For my next project:
If it’s real-time heavy (chat, collaboration, live updates as a core feature), I’d use Convex. The “just works” reactivity is compelling, and I’d rather spend my time on features than configuring websockets.
If it’s a traditional CRUD app with complex data relationships, I’d stick with Supabase. SQL is battle-tested, the ecosystem is huge, and the platform does what I need.
If I’m speed-running a prototype with Claude Code and want my agent to handle everything (including infrastructure setup), I’d try InsForge. The MCP integration means I never leave my editor. It’s early, but the “agent does everything” workflow is compelling enough to experiment with.
There’s no universal “best.” The right choice depends on what you’re building and how you work.
FAQ
Can I migrate from one platform to another later?
Yes, but with caveats. Supabase and InsForge both use PostgreSQL, so migrating between them is relatively straightforward: export your schema and data, adjust your client code. Convex uses a document store, so moving to/from Convex requires restructuring your data model and rewriting queries. Plan for this if you’re prototyping.

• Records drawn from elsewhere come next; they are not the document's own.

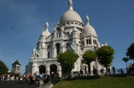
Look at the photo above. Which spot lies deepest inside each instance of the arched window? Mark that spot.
(48, 52)
(57, 48)
(89, 41)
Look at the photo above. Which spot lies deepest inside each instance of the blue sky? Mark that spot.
(22, 21)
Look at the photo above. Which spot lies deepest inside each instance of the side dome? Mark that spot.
(88, 29)
(70, 15)
(46, 33)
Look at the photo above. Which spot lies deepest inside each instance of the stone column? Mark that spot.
(53, 51)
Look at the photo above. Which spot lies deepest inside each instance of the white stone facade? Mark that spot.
(69, 34)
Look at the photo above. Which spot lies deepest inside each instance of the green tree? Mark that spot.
(105, 56)
(125, 59)
(88, 57)
(3, 68)
(67, 60)
(130, 52)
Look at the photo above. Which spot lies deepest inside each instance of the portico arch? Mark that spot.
(42, 69)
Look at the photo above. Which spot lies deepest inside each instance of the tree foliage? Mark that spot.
(3, 68)
(88, 57)
(125, 59)
(67, 60)
(105, 56)
(130, 51)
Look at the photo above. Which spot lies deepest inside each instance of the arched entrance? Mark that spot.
(53, 68)
(42, 69)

Which has the best free tier?
Supabase’s free tier is the most generous for typical use cases: 50K monthly active users, unlimited API requests, 500MB database. Convex’s free tier is solid but has a 1GB bandwidth limit that some developers hit faster than expected. InsForge’s free tier is competitive but the platform is newer, so limits may change.
Do I need to know SQL for any of these?
Only Supabase requires SQL knowledge. Convex uses TypeScript functions for all data operations (no SQL at all). InsForge uses PostgreSQL under the hood, but your AI agent handles most of the SQL generation if you’re using it as intended.
What about vendor lock-in?
All three are open source and self-hostable, which reduces lock-in risk. Supabase has the most mature self-hosting story. Convex open-sourced in early 2025. InsForge is also open source. Your biggest lock-in risk is the API/SDK patterns, not the infrastructure.
Conclusion
The fact that we’re comparing three strong backend options in 2026 is a win for developers. Five years ago, your choices were Firebase or build it yourself.
Here’s the summary:
- Supabase is the safe, mature choice. PostgreSQL foundation, largest community, proven at scale.
- Convex is the DX-focused choice for real-time apps. If live updates are central to your product, it removes significant complexity.
- InsForge is the bet on agent-native development. If you want your AI coding assistant to control infrastructure (not just generate code), this is currently the only option built for that workflow.
My suggestion: try the free tier of each before committing. Build a simple todo app or chat interface in all three. You’ll know within a few hours which one fits your brain.
Start with your most important constraint (real-time? SQL? AI workflow?) and let that guide your choice.